The Armenian question and political regime

İttihatçılar ile Ermeni ihtilalci partisi Taşnakların çok yakın çalıştıklarını, Sultanlık rejimiyle ilgili aynı görüşleri paylaştıklarını biliyoruz… Acaba aralarının bozulması sadece kimliksel bir mesele miydi? Yoksa kurulacak yeni rejimle bağlantılı mıydı?

The Armenian question continues to be an issue of the political regime. Although the Kemalists of the 1920s created an authoritarian regime by not addressing it, the AK Party may have the power to change the political system by discussing the issue today

My previous piece indicated why the Justice and Development Party (AK Party) government would not take offense to the idea of discussing the Armenian question in Turkey. Obviously, this will have many benefits on a humanitarian level. Indeed, Armenians, as well as Turks and Kurds, who are on the "other" side, have been largely consumed with this issue. The concept of genocide has caused the alienation of both parties and made them break away from the past. The rise of dialogue will naturally bring normalization and make the discourse of both parties more objective.

However, the discussion of the Armenian question has further benefits for the AK Party government. First, it is an important opportunity for their identity, which is represented by the AK Party, to escape the oppression regarding "genocide." As is known, although people from all segments were involved in the massacres in 1915, almost all of those who protected Armenians were religious Muslims. Furthermore, almost all Armenian properties fell into the hands of unionist families. In other words, discussions will lead today's religious Muslims to differentiate themselves from the unionists. Considering that the unionist mentality was made permanent by the military coups and continually went to extremes, to the detriment of religionists during the postmodern coup of Feb. 28, 1997, it does not seem too much to expect for conservatives to take this step.

This differentiation will open new channels of legitimacy for the AK Party in the upcoming period. If we need to escape the Kemalist authoritarian secularism, as well as the statist and poor nationalism on which Turkish identity is based, we need a new psychology, which would be provided by this historical breakaway. This assessment takes us to an interesting point: The Armenian question is not only a matter of tension between identities, but also a factor that determines the nature of the regime in Turkey. Just as the AK Party can have the power to change the political system by discussing the issue today, the Kemalist staff of the 1920s were able to create an authoritarian regime by not addressing it. The Armenian question, which occupied a place in the media in 1918 and 1919 and was overtly discussed and, suddenly became taboo and described as a "matter of state." The state manipulated the taboo to produce "reasonable" citizens. Thanks to the argument suggesting that the Armenian question posed a threat to the continuity of Turkey, citizens were told what to say and even how to think about the matter. In brief, the Armenian question became an instrument for the state to maintain the authoritarian regime in Turkey. The fact that Armenians prioritized the concept of genocide was used to justify this attitude in later years.
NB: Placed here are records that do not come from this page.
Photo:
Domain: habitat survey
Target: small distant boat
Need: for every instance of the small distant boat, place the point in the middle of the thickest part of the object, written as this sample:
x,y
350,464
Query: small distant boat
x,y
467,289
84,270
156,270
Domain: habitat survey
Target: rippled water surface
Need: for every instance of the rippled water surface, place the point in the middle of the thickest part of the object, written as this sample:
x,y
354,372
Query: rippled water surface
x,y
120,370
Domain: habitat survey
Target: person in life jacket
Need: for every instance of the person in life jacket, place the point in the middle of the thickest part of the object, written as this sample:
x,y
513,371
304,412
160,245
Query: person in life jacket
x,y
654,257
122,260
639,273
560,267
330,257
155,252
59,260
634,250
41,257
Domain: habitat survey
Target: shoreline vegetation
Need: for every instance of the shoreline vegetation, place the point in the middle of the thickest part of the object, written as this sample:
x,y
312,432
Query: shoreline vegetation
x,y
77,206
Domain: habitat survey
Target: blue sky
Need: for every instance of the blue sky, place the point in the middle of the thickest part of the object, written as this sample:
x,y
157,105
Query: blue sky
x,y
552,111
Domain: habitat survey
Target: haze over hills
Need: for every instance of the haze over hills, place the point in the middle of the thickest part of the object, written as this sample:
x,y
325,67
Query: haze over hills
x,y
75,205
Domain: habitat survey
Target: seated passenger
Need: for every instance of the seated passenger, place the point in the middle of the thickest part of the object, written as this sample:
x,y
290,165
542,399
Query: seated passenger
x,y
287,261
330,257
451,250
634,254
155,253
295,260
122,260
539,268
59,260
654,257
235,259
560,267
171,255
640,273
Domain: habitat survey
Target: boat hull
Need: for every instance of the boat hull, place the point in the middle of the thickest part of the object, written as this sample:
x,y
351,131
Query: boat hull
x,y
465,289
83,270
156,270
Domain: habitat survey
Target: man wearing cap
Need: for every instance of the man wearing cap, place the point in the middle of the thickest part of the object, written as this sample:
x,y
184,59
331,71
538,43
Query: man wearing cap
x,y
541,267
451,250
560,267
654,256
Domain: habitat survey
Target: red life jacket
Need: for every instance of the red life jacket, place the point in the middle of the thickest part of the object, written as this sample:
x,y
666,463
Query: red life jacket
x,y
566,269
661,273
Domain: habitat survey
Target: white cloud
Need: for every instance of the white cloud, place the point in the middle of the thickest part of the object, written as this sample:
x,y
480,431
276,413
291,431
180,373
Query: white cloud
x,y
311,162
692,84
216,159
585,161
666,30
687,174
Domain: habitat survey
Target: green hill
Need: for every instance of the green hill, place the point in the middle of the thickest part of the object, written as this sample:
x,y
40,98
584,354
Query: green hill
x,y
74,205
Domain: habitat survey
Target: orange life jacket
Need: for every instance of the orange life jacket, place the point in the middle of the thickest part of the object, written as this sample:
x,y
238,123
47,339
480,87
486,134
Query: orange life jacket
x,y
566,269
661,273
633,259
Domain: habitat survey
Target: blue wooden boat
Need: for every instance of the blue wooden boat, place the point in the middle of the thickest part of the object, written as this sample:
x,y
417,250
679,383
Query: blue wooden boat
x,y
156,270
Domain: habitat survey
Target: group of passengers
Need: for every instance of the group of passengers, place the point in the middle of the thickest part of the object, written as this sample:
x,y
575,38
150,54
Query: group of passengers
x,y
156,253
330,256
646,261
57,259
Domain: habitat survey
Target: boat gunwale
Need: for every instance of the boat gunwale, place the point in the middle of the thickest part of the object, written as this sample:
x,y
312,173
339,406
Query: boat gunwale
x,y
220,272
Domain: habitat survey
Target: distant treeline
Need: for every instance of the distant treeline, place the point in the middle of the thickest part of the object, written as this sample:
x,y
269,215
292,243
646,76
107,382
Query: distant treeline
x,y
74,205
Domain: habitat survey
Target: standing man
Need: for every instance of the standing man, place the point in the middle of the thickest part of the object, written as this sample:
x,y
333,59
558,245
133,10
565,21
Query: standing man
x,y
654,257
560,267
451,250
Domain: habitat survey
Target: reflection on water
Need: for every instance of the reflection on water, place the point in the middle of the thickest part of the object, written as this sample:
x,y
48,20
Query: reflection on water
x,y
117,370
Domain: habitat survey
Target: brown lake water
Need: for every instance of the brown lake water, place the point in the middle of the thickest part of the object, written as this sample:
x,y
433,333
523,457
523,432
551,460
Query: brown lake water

Let us go further back in time. We know that the unionists and the Armenian Revolutionary Federation, Dashnaks, worked closely with each other and had the same views on the Sultanate regime. So, was their estrangement from each other only an identity problem? Or, was it about the new regime that was to be established? Although it is not very popular, the analysis that Armenian American historian Gerard Libaridian propounded 30 years ago provides a deep insight into the matter and draws attention to this point. If the unionists had come to terms with the Dashnaks and the country switched to a regime where Armenians would be relatively autonomous, it would inevitably have required a political system that would be strong in democratic aspects. In other words, a decentralized structure, where the unionists would share the political power, would arise, thus, the influence of the center would decline. When we consider the unionists' political views, which were very close to Jacobinism, we can foresee that such a future would not be particularly attractive.

After all, just like in the past, the Armenian question continues to be an issue of political regime as well. Previously, the idea of peace with Armenians indicated a frightening future, today, however, it might be a part of a desirable future.